Progreen Biotech Appellant
VERSUS
COMMERCIAL TAX OFFICER Respondents

JUDGEMENT

C.Praveen Kumar, J. - (1.)The present Writ Petition came to be filed seeking issuance of a writ of Certiorari or any other appropriate writ or direction, quashing the penalty order in Form VAT 203, dated 04.07.2019, passed by the Commercial Tax Officer, Vijayawada, for the period September 2014 to November 2016 under A.P. Value Added Tax Act as illegal arbitrary and consequently to set-aside the same.
(2.)The facts, in issue, are that:
i. The Petitioner is said to be a registered dealer under the provisions of A.P. Value Added Tax Act, 2005 and Central Sales Tax Act 1906. The Petitioner is engaged in the business of pesticides and bio-products. It is said that the 1st Respondent finalized its Assessment Order, dated 27.04.2018, on two issues, input tax credit in the absence of original tax invoices; and sales returns beyond the period of one year stipulated. Total levy as per the Assessment Order is said to be Rs., 10,29,579/-. The Petitioner claims to have paid a sum of Rs., 2,76,345/- as admitted liability, since the claim was made beyond the period prescribed under the Act. The 1st Respondent levied penalty of 25% tax on account of ineligible input tax credit and 100% on under-declaration output tax, which are Rs., 1,88,303/- and Rs., 2,76345/- respectively.

ii. Challenging both the Order of assessment and penalty Orders, dated 27.04.2018 and 16.07.2018, two separate appeals came to be preferred before the Appellate Deputy Commissioner, Vijayawada, who by his Orders, dated 04.08.2018 and 24.09.2019, remanded the matters back to the 1st Respondent to pass the orders afresh causing denovo verification of entire issue with reference to the petitioner's claim.

iii. Pursuant to the directions issued, the 1st Respondent passed consequential Order, dated 14.03.2019, whereby, a refund of Rs., 94,154/- was found as excess to be refunded to the Petitioner. The 1st Respondent also issued a show-cause notice levying penalty vide show-cause notice, dated 10.06.2019. A reply came to be filed, on 29.06.2019, requesting the 1st Respondent to withdraw the proposal in respect of levy of tax at 100% proposed under Section 53(3) of the Act, whereas, the penalty at 25% would be dependent on the issue of remand in tax appeal. By an Order, dated 04.07.2019, the 1st Respondent confirmed the penalty at 100% on admitted tax liability and paid by the Petitioner without contesting the issue in appeal. Challenging the same, the present appeal came to be filed.

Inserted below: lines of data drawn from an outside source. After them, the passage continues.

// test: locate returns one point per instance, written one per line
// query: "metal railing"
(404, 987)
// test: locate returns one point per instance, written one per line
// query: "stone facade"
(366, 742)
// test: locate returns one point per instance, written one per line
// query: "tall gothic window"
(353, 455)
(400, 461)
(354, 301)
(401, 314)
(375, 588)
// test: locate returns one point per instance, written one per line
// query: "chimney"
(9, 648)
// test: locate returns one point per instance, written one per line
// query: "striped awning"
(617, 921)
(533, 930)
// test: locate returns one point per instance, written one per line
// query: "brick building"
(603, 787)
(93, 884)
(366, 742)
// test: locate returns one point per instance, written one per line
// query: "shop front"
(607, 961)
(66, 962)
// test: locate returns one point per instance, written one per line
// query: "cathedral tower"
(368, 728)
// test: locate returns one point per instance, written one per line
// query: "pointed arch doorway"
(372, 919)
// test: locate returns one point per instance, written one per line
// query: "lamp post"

(3.)The learned Counsel for the petitioner mainly submits that the question of payment of penalty would not arise, since, there is no material to show that ingredients of Section 53(3) of the Act, are made out against the petitioner. It is pleaded that, there is no fraud or willful intention to evade tax, as the petitioner has claimed exemption on sale returns, on the ground that it was made within time. It is further pleaded that, though, an appeal lies against the Order, dated 04.07.2019, it would be a futile exercise, in view of the earlier order of the Appellate Deputy Commissioner remanding the matter to the 1st Respondent to pass orders after denovo verification.